Fort Thompson today has stores where food can be purchased, and the government provides commodities as a supplement. When Pretty Sounding Flute was growing up, reservation residents had to hunt for much of their food in a relatively sterile environment.
Pretty Sounding Flute lived in a tent, but eventually was forced to attend boarding school in Stephan -- now known as the Crow Creek Sioux Tribal High School.
And as the Great Depression gripped the nation, Pretty Sounding Flute said the "Great Oppression" held tight on the reservation. While many South Dakotans can still remember the Great Depression as a time of financial struggles and environmental disasters, Pretty Sounding Flute recalls the beatings she received from school officials when she spoke her native Dakota language.
Even today, she speaks a mix of broken English and Dakota as she describes her childhood.
"I don't want to go to school, Ina (mother)," she recalls saying. "I hung on to her apron ... and I said, 'momma, do I have to go to school?
"We couldn't understand (school officials) and they couldn't understand us. We didn't speak English."
The language barrier made it difficult to learn what was going on outside of the reservation.

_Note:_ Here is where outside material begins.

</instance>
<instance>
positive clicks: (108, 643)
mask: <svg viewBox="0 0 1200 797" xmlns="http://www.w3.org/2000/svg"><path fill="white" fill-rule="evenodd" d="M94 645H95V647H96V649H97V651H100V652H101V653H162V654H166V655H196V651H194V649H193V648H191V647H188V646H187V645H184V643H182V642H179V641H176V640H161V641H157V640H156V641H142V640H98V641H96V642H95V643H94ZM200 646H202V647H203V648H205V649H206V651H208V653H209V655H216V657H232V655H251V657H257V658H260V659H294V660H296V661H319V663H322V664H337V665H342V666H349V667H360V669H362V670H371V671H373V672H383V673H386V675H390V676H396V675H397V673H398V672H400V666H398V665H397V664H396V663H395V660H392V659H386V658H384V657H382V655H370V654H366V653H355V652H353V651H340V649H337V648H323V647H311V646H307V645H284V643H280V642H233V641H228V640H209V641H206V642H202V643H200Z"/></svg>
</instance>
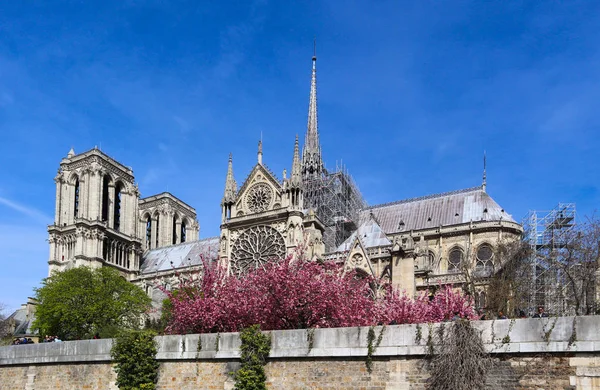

As she discussed her childhood with a visitor recently, Pretty Sounding Flute avoided being too specific, perhaps due to language difficulties. But she has strong opinions about life today compared to the 1930s; people have it easy nowadays, despite so much talk about economic hardships.
"I grew up the hard way," said Pretty Sounding Flute. "There is no easy life for me but here I am. Everything I learned was the hard way."
To survive the hard times of the Great Depression, Pretty Sounding Flute and her relatives relied on traditional American Indian values.
They helped each other.
It's a way of life she still values. She reminds her family to adopt those values as well, especially during difficult times like today.
Pretty Sounding Flute had a tough time during the Great Depression, yet still maintains a strong faith and contributes her time to the Catholic Church.
"There is never a life that is easy," she said. "Right now, I am enjoying myself because I am helping others.
"I make cookies for Sister Charles and help make star quilts and sofa pillows. I don't want no pay. I just do it because (otherwise) I will be watching that TV all the time."